Qiang Su et al. Cancer Med. 2021 Sep.

Abstract

Background: This study evaluated the predictive value of gene signatures for biochemical recurrence (BCR) in primary prostate cancer (PCa) patients.

Methods: Clinical features and gene expression profiles of PCa patients were attained from Gene Expression Omnibus (GEO) and The Cancer Genome Atlas (TCGA) datasets, which were further classified into a training set (n = 419), a validation set (n = 403). The least absolute shrinkage and selection operator Cox (LASSO-Cox) method was used to select discriminative gene signatures in training set for biochemical recurrence-free survival (BCRFS). Selected gene signatures established a risk score system. Univariate and multivariate analyses of prognostic factors about BCRFS were performed using the Cox proportional hazards regression models. A nomogram based on multivariate analysis was plotted to facilitate clinical application. Kyoto Encyclopedia of Gene and Genomes (KEGG) and Gene Ontology (GO) analyses were then executed for differentially expressed genes (DEGs).

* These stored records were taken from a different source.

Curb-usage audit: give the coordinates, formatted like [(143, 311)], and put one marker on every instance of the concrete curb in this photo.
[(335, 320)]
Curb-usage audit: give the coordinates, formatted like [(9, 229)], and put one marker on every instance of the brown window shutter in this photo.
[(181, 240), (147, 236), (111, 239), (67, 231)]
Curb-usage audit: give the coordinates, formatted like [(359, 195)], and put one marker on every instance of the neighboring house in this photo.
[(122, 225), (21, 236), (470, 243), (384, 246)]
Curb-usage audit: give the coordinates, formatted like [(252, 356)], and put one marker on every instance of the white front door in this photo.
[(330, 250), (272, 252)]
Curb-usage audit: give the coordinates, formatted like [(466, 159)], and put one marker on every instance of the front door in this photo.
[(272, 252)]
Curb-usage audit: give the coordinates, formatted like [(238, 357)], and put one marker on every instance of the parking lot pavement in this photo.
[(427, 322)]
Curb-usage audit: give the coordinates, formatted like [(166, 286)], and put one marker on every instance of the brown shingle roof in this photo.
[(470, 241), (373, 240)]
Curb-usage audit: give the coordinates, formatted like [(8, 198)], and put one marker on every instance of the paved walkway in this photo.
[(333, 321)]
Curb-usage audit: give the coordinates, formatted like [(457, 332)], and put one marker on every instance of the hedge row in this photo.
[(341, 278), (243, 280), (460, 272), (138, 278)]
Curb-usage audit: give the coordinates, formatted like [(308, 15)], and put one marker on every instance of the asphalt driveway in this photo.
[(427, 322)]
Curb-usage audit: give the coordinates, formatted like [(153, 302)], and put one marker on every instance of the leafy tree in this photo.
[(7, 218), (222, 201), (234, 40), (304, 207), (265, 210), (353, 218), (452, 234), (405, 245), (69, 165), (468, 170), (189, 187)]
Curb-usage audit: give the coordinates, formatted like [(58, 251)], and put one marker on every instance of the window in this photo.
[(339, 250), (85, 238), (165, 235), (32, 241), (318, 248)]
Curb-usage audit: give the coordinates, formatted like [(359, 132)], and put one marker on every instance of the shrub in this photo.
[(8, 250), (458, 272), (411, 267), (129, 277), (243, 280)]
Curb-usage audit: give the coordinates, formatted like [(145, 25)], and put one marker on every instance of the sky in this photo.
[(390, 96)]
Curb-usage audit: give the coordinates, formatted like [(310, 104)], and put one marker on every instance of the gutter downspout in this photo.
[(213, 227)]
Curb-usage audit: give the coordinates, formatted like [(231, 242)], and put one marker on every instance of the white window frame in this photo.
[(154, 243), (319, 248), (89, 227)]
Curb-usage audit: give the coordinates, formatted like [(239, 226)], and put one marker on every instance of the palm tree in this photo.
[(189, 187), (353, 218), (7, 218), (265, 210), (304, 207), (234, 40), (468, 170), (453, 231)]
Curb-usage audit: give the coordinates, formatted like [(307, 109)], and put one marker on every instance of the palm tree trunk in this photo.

Results: Notably, the risk score could significantly identify BCRFS by time-dependent receiver operating characteristic (t-ROC) curves in the training set (3-year area under the curve (AUC) = 0.820, 5-year AUC = 0.809) and the validation set (3-year AUC = 0.723, 5-year AUC = 0.733).

Conclusions: Clinically, the nomogram model, which incorporates Gleason score and the risk score, could effectively predict BCRFS and potentially be utilized as a useful tool for the screening of BCRFS in PCa.

Keywords: LASSO-Cox regression; biochemical recurrence-free survival; gene signature; primary prostate cancer; radical therapy.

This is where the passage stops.